Where, if you ponder what they’re saying, you can get the gravity of the situation is in the fly-fishing magazines. More and more the articles are about fishing in Argentina and Chile for the fishing we used to get in out own back yard. Here is an article about fishing for sea trout in the Falklands, there is one about a trip to Iceland which will probably only set you back about ten grand for a week with the strong possibility of "you should have been here last week" as you go home empty handed. It was, until recently, that Alaska dominated the stories and adds but now, I’m told, their wilderness rivers look like the Vedder on a long weekend. Now it’s Russia with that "virgin" rivers dominated by a few guide outfitters. If you happen to spring from a dukedom or are a dot.com zillionaire you can get decent fishing but how long will that last? If you want, I’m told that Outer Mongolia has a native trout that’s a gas.

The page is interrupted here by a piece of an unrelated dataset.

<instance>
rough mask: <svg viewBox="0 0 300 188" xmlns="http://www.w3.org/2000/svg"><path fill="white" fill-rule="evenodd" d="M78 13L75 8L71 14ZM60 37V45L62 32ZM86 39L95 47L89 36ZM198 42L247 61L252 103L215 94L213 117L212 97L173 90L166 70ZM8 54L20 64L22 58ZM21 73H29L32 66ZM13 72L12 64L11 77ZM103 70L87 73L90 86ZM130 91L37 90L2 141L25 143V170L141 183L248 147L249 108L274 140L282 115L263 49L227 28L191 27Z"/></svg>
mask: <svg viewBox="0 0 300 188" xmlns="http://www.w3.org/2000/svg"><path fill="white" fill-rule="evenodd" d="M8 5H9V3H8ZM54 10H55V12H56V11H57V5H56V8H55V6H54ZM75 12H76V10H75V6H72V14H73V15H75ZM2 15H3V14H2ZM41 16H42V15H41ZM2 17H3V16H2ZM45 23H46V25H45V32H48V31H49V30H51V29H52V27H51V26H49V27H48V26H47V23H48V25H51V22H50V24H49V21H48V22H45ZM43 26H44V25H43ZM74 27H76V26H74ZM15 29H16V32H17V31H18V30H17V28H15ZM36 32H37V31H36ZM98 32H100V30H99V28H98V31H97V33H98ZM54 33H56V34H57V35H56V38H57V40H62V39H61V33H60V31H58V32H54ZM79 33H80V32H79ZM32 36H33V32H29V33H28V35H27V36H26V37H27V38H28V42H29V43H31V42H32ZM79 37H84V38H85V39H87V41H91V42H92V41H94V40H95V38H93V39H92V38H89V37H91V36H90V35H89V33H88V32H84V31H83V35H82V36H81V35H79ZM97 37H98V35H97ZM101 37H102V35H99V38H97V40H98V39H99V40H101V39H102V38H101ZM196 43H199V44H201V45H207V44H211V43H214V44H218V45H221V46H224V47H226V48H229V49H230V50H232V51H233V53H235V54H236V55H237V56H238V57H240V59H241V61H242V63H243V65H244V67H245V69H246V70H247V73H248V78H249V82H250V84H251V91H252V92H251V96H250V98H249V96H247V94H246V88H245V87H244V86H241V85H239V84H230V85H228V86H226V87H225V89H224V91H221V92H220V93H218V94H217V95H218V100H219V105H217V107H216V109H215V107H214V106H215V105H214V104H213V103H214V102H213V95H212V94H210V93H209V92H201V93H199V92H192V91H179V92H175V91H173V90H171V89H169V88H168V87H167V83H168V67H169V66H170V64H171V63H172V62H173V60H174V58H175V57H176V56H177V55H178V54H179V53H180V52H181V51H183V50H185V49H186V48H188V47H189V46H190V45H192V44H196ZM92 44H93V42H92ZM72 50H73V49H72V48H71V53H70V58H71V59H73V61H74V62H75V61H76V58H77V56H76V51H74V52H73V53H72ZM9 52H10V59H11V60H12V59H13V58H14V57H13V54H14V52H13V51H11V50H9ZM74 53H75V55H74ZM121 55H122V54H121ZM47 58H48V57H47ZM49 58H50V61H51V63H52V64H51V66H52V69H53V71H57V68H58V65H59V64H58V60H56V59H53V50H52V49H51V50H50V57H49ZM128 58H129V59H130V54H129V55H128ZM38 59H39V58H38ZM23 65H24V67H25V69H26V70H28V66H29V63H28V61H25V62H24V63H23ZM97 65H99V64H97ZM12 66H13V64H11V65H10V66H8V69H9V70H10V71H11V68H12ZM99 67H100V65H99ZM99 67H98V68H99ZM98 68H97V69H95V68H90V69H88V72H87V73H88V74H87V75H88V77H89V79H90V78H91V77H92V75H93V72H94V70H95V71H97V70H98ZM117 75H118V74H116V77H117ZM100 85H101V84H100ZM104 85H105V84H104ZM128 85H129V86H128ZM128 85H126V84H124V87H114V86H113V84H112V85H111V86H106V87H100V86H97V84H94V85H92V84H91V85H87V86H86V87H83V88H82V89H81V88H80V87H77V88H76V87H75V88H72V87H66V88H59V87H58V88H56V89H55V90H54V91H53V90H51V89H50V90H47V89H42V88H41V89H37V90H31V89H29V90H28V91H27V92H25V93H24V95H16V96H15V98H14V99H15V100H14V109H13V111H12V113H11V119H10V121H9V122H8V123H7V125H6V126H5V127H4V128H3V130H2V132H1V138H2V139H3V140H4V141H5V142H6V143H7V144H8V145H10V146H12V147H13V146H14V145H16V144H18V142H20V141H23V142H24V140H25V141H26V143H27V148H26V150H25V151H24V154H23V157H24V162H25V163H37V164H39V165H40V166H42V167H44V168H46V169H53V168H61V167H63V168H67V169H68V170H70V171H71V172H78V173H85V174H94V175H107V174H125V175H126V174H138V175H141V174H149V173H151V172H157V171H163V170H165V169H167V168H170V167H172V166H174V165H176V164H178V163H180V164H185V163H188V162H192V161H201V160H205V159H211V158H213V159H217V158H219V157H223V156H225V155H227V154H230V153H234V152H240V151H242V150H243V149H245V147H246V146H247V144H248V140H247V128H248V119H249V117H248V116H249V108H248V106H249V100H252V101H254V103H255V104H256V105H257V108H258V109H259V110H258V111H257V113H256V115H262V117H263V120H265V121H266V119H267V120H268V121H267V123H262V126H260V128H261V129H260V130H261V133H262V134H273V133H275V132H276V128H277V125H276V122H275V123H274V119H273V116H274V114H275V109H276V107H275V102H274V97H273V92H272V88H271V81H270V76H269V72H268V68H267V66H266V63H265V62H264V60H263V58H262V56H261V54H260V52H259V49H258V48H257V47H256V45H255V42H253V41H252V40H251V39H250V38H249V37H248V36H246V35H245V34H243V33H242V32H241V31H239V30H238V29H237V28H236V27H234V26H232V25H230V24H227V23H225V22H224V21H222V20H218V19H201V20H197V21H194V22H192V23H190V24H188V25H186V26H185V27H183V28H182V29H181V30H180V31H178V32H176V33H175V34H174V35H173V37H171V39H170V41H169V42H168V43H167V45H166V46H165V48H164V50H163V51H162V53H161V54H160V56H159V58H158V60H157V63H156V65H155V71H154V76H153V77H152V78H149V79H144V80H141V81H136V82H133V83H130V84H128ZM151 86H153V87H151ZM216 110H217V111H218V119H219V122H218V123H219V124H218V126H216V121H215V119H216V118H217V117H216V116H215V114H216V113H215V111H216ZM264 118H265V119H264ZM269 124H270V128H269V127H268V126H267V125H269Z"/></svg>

And now there is the flyfishing for ocean fish-the bonefish, dorado and barricuda. And they’re fine if you’ve got the airfare for Belize or Christmas Island in your ass pocket. Even fish we never thought of as "game" fish such as rock fish are being targeted by the folks who used to walk the woods and wet a line in a river not all that far from home.

But it’s not just fishing. I’m writing this in a wonderful old inn in a small village in Wales. Trouble is, the village has been named the "best village" in several surveys and now a several hundred room hotel with all the accoutrements is planned in the valley.

Where will it all end? And where do we go next? And who the hell can afford it anyway?